Question

In a fast-pitch softball game the pitcher is impressive to watch, as she delivers a pitch by rapidly whirling her arm around so that the ball in her hand moves in a circle. In one instance, the radius of the circle is 0.610 m. At one point on this circle, the ball has an angular acceleration of 67.6 rad/s2 and an angular speed of 17.0 rad/s. (a) Find the magnitude of the total acceleration (centripetal plus tangential) of the ball. (b) Determine the angle of the total acceleration relative to the radial direction.

Answer 1

(a) 181.05 m/s²

(b) 13.2°

Step-by-step explanation:

Given:

Radius of the circle (R) = 0.610 m

Angular acceleration (α) = 67.6 rad/s²

Angular speed (ω) = 17.0 rad/s

(a)

Radial acceleration of the ball is given as:

`a_r=\omega^2R`

Plug in the given values and solve for
`a_r`. This gives,

`a_r=(17.0\ rad/s)^2* (0.610\ m)\\\\a_r=289* 0.610\ m/s^2\\\\a_r=176.29\ m/s^2`

Now, tangential acceleration is given by the formula:

`a_t=R\alpha`

Plug in the given values and solve for
`a_t`. This gives,

`a_t=(0.610\ m)(67.6\ rad/s^2)\\\\a_t=41.236\ m/s^2`

Now, the magnitude of total acceleration is given as the square root of the sum of the squares of tangential and centripetal accelerations.

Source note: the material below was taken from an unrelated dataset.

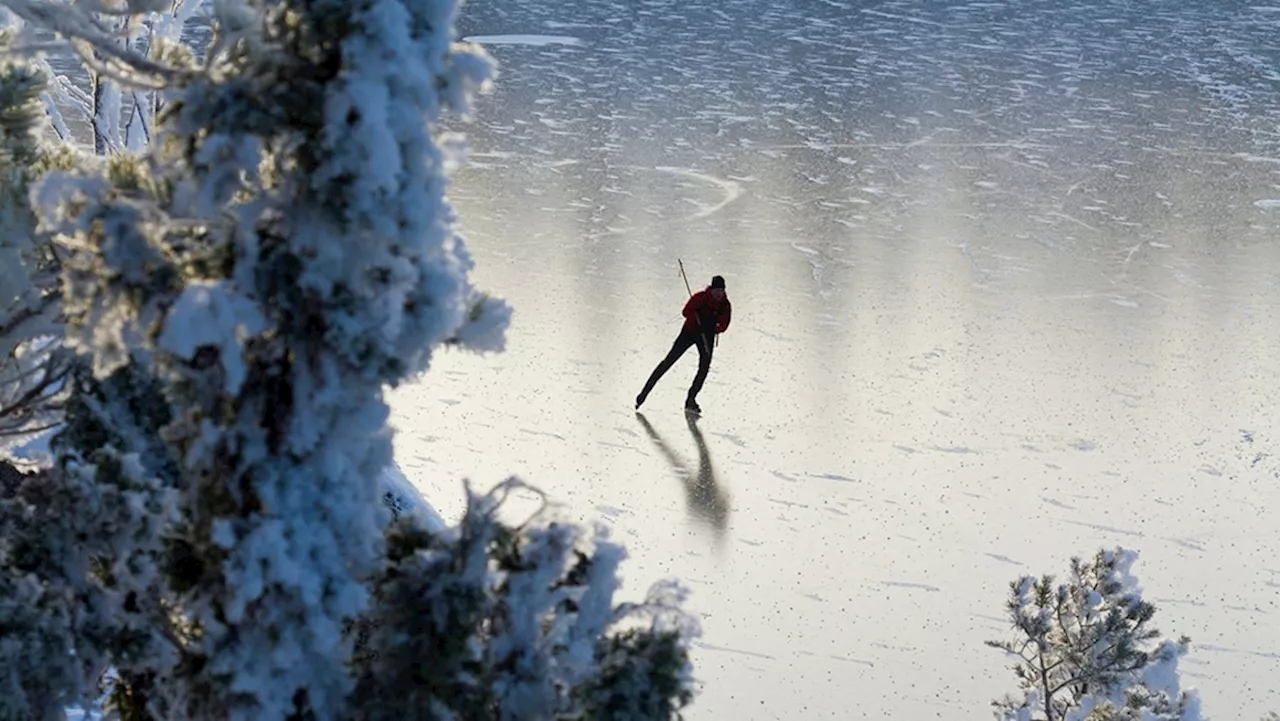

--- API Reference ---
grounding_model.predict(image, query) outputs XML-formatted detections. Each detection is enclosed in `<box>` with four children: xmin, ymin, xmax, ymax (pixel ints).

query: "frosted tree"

Therefore,

`a_(Total)=√((a_r)^2+(a_t)^2)`

Plug in the given values and solve for total acceleration,
`a_(Total)`. This gives,

`a_(Total)=√((176.29)^2+(41.236)^2)\\\\a_(Total)=181.05\ m/s^2`

Therefore, the magnitude of total acceleration is 181.05 m/s².

(b)

Angle of total acceleration relative to radial direction is given by the formula:

`\theta=\tan^(-1)((a_t)/(a_r))\\\\\theta=\tan^(-1)((41.236)/(176.29))\\\\\theta=13.2\°`

Therefore, the total acceleration makes an angle of 13.2° relative to radial direction.